В целом, как показывают эти примеры, писатели, оставшиеся в России после 1917 года, с новой энергией продолжали развивать существующую пророческую традицию. Как и прежде, ссылаясь на разных предшественников, они двигались в противоположных направлениях: служение государству или противостояние ему, выдвижение на первый план религиозного подхода к историческим переменам или отрицание такого подхода, привлечение сторонников или сожаления по поводу отсутствия аудитории. Поэтические жанры (стихотворения и поэмы) оставались наиболее значимыми и порой дополнялись смесью литературного комментария и политического фельетона. Наряду с мессианской серьезностью в литературе присутствовали сатира и ирония. Это сложное смешение голосов и различных способов исполнения роли было тем задником, на фоне которого писатели-эмигранты искали свои пути следования традиции. Как и их коллеги в России, они столкнулись с проблемой недостатка восприимчивой аудитории. Как мы увидим далее, Бунин, Набоков и Иванов по-разному решали эти задачи.

Речь Бунина «Миссия русской эмиграции»

Первым примером в этом ряду будет представитель старшего поколения писателей. Бунин произнес свою знаменитую речь «Миссия русской эмиграции» 16 февраля 1924 года перед большой аудиторией, собравшейся в парижском Salle de Géographie – подходящем месте для людей, находящихся географически вне родины, которые собрались, чтобы определить свою миссию183. Бунин выступал первым, и после него было еще пять докладчиков, включая Мережковского и Шмелева184.

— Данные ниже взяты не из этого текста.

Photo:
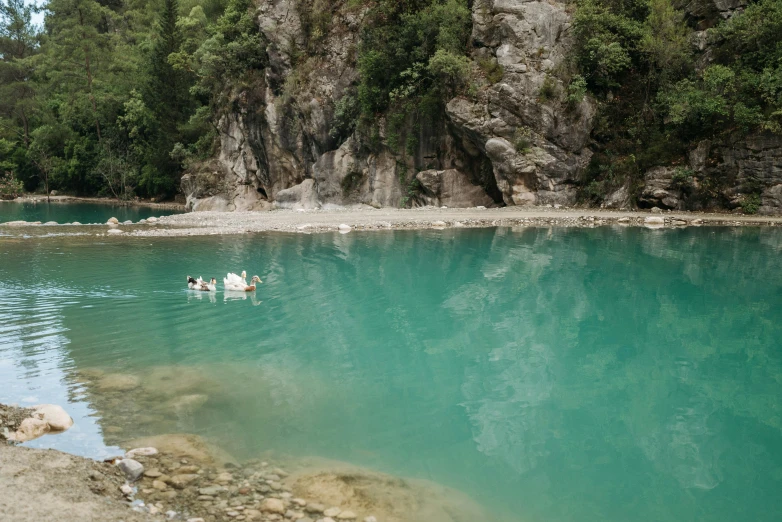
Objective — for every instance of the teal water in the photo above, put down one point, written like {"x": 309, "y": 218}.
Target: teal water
{"x": 69, "y": 212}
{"x": 606, "y": 374}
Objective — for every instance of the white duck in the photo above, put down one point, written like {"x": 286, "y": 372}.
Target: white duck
{"x": 237, "y": 283}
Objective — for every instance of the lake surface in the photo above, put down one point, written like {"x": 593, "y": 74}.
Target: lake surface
{"x": 84, "y": 213}
{"x": 606, "y": 374}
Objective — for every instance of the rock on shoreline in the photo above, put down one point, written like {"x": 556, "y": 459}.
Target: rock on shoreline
{"x": 25, "y": 424}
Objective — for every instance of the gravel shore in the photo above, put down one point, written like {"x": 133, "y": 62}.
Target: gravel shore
{"x": 366, "y": 218}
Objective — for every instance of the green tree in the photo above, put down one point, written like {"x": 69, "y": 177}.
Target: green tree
{"x": 18, "y": 45}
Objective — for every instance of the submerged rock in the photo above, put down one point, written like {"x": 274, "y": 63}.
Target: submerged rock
{"x": 118, "y": 382}
{"x": 272, "y": 505}
{"x": 141, "y": 452}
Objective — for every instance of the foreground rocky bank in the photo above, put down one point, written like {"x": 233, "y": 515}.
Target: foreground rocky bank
{"x": 180, "y": 477}
{"x": 369, "y": 219}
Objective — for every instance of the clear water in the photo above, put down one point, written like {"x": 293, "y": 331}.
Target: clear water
{"x": 603, "y": 374}
{"x": 85, "y": 213}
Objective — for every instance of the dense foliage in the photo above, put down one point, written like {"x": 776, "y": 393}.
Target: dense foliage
{"x": 114, "y": 96}
{"x": 659, "y": 94}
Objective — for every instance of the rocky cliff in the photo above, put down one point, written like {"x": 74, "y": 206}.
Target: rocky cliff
{"x": 504, "y": 144}
{"x": 513, "y": 140}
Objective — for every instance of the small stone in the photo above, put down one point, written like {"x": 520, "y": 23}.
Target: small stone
{"x": 314, "y": 507}
{"x": 131, "y": 468}
{"x": 272, "y": 505}
{"x": 211, "y": 490}
{"x": 30, "y": 429}
{"x": 224, "y": 477}
{"x": 180, "y": 481}
{"x": 140, "y": 452}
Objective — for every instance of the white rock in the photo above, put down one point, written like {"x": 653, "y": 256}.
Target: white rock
{"x": 54, "y": 416}
{"x": 273, "y": 505}
{"x": 141, "y": 452}
{"x": 132, "y": 469}
{"x": 30, "y": 429}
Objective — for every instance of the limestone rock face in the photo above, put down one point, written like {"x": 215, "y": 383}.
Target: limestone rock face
{"x": 738, "y": 171}
{"x": 280, "y": 145}
{"x": 450, "y": 188}
{"x": 537, "y": 145}
{"x": 659, "y": 190}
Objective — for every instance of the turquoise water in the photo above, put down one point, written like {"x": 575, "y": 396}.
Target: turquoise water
{"x": 69, "y": 212}
{"x": 606, "y": 374}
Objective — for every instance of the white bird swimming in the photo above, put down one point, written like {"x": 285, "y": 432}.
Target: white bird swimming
{"x": 238, "y": 283}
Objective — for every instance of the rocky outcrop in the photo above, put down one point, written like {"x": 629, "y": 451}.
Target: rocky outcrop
{"x": 535, "y": 142}
{"x": 509, "y": 144}
{"x": 450, "y": 188}
{"x": 743, "y": 174}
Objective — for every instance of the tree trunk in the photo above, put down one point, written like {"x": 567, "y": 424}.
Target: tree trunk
{"x": 89, "y": 76}
{"x": 26, "y": 125}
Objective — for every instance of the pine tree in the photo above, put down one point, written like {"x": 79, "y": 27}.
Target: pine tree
{"x": 18, "y": 44}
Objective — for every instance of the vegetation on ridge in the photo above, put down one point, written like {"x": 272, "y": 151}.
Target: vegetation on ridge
{"x": 659, "y": 95}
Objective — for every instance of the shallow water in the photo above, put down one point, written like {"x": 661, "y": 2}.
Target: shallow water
{"x": 62, "y": 212}
{"x": 606, "y": 374}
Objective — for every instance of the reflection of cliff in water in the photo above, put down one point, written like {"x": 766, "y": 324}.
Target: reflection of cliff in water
{"x": 563, "y": 369}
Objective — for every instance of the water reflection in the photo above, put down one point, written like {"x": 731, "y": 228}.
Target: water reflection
{"x": 607, "y": 374}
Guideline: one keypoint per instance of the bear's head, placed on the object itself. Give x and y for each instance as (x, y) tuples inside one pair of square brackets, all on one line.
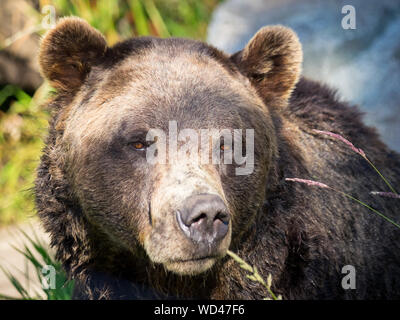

Обращаясь к слушателям как к «соотечественникам», т. е. людям, имеющим общее отечество, Бунин в начале своей речи подчеркивает, что они «эмигранты», а не «изгнанники»: «Мы эмигранты, – слово „émigrer“ к нам подходит, как нельзя более. Мы в огромном большинстве своем не изгнанники, а именно эмигранты, т. е. люди, добровольно покинувшие родину»185. Почему это различие так важно? Потому что добровольная эмиграция подразумевает ощущение миссии. Определяя это понятие, Бунин использовал французский словарь, очевидно потому, что во французском оно связывает идею миссии с властью: «Миссия – это звучит возвышенно. Но мы взяли и это слово вполне сознательно, памятуя его точный смысл. Во французских толковых словарях сказано: „миссия есть власть [pouvoir], данная делегату идти делать что-нибудь“ […] Миссия, именно миссия, тяжкая, но и высокая, возложена судьбой на нас»186.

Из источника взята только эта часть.